NOTE: the following essay does not encourage visits to the actual site, as the location is private property.

I’m going to introduce overlapping theories concerning Borley Rectory’s cold spots somewhat quickly so please hold onto your hats.

If you have browsed through the unfinished “Haunted Borley Rectory: Do you see what I see?”, hopefully you at least got the gist that I think that Borley’s ghost nun was repeatedly charading her memories of the last days of her tragically ended life in various ways. The Rectory’s cold spots may have related to her tragedy in the following way.

The cold spots were basically vertically aligned to each other over three floors in the Rectory, the lowest known point of this column being some sinking ground in a corner of the cellar. I now suspect that the sinking ground was what was left of an abandoned well in the Rectory area mentioned by Mr.
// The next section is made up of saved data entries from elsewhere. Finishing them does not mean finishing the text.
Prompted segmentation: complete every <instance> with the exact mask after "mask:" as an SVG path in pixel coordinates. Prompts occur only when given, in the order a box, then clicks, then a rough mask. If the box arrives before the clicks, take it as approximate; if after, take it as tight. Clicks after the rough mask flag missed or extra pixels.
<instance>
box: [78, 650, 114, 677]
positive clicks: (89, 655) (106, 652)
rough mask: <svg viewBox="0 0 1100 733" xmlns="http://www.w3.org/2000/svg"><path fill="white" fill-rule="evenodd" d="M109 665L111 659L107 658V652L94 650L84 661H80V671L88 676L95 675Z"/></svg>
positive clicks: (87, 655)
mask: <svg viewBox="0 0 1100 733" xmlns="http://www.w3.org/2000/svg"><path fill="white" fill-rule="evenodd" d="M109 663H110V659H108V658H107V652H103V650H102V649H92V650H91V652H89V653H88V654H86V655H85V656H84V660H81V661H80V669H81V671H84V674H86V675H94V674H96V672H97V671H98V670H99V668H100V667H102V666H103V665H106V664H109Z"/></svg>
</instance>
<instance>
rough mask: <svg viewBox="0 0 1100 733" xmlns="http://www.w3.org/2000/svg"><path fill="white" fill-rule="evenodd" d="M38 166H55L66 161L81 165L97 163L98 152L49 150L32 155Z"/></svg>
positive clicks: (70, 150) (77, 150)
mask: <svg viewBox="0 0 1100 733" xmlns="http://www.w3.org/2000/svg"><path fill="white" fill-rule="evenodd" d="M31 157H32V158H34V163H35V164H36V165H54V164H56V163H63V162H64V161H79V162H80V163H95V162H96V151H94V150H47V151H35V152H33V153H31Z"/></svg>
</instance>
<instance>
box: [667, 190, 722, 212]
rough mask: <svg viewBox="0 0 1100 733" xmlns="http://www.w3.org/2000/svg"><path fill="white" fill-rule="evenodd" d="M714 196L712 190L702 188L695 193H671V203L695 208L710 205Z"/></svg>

Andrew Clarke near the bottom of page.

Given the cold spot phenomena was related to this sinking ground, I also suspect that if this sinking area was an abandoned well then it was was possibly the well that Borley’s nun “fell” into. Given the sinking ground was actually the lowest point of the cold spot, I now regard the Rectory’s cold spots as possibly the ghost nun’s way of psychically letting certain people experience her persisting memory of the cold water that she may have fallen into in the well shaft.

The point of suggesting such cold spot “mechanics” is that I presume that this cold column was not only present before the Rectory was built anyway but I have no reason to believe that this mysterious cold column disappeared when the Rectory burned down and was subsequently demolished.

Consider that there is now a concrete drive that goes right through the area where the Rectory used to be. If the cold column survived the Rectory, is there a curious patch of grass somewhere along this concrete drive where the morning dew takes longer to evaporate than the area around it? Or perhaps if one was walking across the yard on a summer evening, would one suddenly see one’s own breath if one stepped into the cold spot? Perhaps someone has already questioned why snow perhaps takes longer to melt at one particular spot near the drive after a light snowfall?

Indeed, with respect to the alleged cold spot, note that Ivy and Constance Bull hid the cream from Harry Bull at the cold spot in the cellar as the bottom part of this page shows.

The question, however, is did the cream really last longer at this spot? If not, this would suggest the cold spots were only perceived as being cold because of a psychic experience. On the other hand...

Also, maybe the “right” people need to be present for unusual things like i just suggested to happen. Indeed, I think that the increase in paranormal activity that allegedly took place at the Rectory when the Foysters lived there was because an excited ghost nun was perhaps trying to tell the world that she was just like Marianne Foyster in many ways.